O militar participa de um conflito ou lutando a guerra ou, como no meu caso e certamente do Ministério da Defesa do Brasil, que tem quadros muito competentes para isso, estudando a guerra, como ciência política, como ciência militar, principalmente. Observo esse conflito, além do aspecto da ciência militar, sobre o papel da ONU, última instância da resolução dos conflitos, e o papel da própria imprensa na reportagem sobre os fatos da guerra. E me preocupa que as fontes de informação que estamos utilizando para fazer nossos julgamentos, sob qualquer ótica, se baseiam na imprensa oriunda de um dos atores envolvidos nesse conflito, que é exatamente os Estados Unidos.
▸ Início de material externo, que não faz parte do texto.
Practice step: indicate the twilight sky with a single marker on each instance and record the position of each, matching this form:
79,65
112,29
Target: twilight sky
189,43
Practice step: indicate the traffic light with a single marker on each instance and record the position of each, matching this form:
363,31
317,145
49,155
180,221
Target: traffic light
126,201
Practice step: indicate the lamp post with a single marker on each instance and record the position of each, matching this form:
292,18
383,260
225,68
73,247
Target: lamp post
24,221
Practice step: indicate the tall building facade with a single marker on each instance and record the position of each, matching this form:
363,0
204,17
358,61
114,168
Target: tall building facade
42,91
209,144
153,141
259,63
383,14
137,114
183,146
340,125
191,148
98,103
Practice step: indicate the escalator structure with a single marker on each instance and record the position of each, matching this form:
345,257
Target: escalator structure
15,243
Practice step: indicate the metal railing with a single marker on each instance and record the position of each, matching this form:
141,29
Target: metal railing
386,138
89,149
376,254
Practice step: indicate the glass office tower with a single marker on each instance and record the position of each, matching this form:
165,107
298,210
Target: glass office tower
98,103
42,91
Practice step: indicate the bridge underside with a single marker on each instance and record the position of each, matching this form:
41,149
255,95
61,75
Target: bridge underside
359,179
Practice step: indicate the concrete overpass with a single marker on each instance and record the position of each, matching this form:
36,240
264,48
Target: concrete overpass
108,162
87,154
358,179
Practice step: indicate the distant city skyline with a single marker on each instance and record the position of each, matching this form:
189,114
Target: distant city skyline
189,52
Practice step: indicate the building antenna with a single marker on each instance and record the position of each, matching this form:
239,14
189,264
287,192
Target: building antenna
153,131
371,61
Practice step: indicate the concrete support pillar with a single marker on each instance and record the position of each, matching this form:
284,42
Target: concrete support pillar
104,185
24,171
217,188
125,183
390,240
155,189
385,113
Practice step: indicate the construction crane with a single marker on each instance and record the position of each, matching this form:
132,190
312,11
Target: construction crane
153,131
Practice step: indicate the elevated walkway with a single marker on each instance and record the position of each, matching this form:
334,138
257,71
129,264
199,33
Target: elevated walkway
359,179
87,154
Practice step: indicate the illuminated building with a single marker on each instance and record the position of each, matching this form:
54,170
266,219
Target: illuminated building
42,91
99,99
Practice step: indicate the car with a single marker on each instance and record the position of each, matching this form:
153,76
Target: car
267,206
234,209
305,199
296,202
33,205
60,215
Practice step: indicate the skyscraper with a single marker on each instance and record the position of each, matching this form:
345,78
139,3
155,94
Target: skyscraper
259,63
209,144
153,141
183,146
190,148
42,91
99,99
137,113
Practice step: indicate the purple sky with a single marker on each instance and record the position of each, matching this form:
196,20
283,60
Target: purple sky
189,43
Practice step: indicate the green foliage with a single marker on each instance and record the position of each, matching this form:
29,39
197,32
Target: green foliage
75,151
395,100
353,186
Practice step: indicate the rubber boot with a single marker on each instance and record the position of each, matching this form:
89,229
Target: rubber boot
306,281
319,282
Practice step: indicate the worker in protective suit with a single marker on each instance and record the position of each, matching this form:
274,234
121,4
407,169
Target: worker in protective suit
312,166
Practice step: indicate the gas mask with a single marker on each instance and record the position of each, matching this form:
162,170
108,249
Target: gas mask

Então, temos que ter muita cautela ao abordar essas fontes de informação para dar opiniões.

EUA

Considero os Estados Unidos como parte do conflito, uma das motivações, não é a única, pois há questões étnicas, históricas, numa área de fricção entre poderes, culturas, civilizações, antiga, que coloca a Otan, patrocinada pelos Estados Unidos no seu movimento de expansão, até lenta, para áreas de interesse estratégico russo.

Comunicação

A imprensa, ao reportar fatos de guerra, pode ser utilizada não como a própria arma, mas como ferramenta de construção de narrativa que interessa aos componentes do conflito. Há a comunicação online, fenômeno de guerra da quarta geração, guerra híbrida, em que o smartphone está disponível ao combatente na ponta da linha, ao piloto do carro de combate, ao tripulante da embarcação. Então, além da imprensa, essa comunicação global e caótica, no sentido amplo, é fator a ser observado pela ciência militar e foi considerado pelos setores militares que usam a informação como arma de guerra para desinformar, iludir, enganar e dissimular seu oponente.

ONU

A estratégia é ofensiva, é evidente, a Rússia assumiu papel na ação militar de agressor e deve desencadear operação militar rápida e de modo a obter surpresa, e isso foi planejado com antecedência e com conexões políticas da Rússia tanto a China, com países do Brics, Estados Unidos, as negociações não cessam na guerra, continuam em nível menos visível, o papel da ONU é relevante e fico preocupado com relação à ONU. Ela é a última instancia de diálogo e formação de consenso, a atitude de representantes dos países ocidentais que se retiraram no momento em que chanceler russo se dirigia a falar. Então, quando se nega o último recurso de diálogo desta forma, simbolicamente, é muito preocupante.

Brasil

O Brasil, diferentemente da maioria dos países ocidentais, permaneceu ouvindo o chanceler russo, uma das partes em conflito, e acredito que seja atitude coerente com a tradição diplomática do País e da expectativa de projeção do poder brasileiro no conselho das nações. A rede de informações de conexão das forças está em diversos países e o Brasil tem na Rússia, na Turquia, na China, em outros países, fazendo parte e essa cadeia de informação funciona a toda, fornecendo aos decisores da política de estado informações que amparam os posicionamentos em relação ao conflito. Reitero, a posição da diplomacia tem sido coerente, na ONU acompanhou no conselho segurança os onze que condenaram a invasão, mas no diálogo multilateral, é o 'B' do Brics, tem postura adequada de relações históricas comerciais com países da Europa, Estados Unidos, China e não pode ter postura muito além da capacidade militar de opinar, não somos potência nuclear, somos potência regional limitada. É necessário cautela, em algum momento países podem se apresentar para mediar negociações e eles precisam ser vistos com alguma neutralidade.

Interesses

É difícil prever o imponderável, dizer que povo está unido em torno do presidente (Volodymyr Zelensky) em luta organizada contra invasor, não me sinto à vontade para afirmar isso. Tanto atores com relação à Otan, ao mundo ocidental, e própria Rússia, usam vulnerabilidades da construção do estado ucraniano, que é recente em relação a culturas, etnias, aspectos psicossociais, históricos, idiomas, para explorar de forma atender os interesses.

Sem mocinhos

É preciso analisar sem torcida, não há mocinhos e bandidos, heróis e vilões. É preciso analisar a geopolítica ampla e o pano de fundo são os movimentos opostos dos dois eixos de poder: o ocidental, que está em movimento lento de regressão, tentando evitar a ascensão de outro eixo centrado Ásia, China, Rússia, e está em ascensão.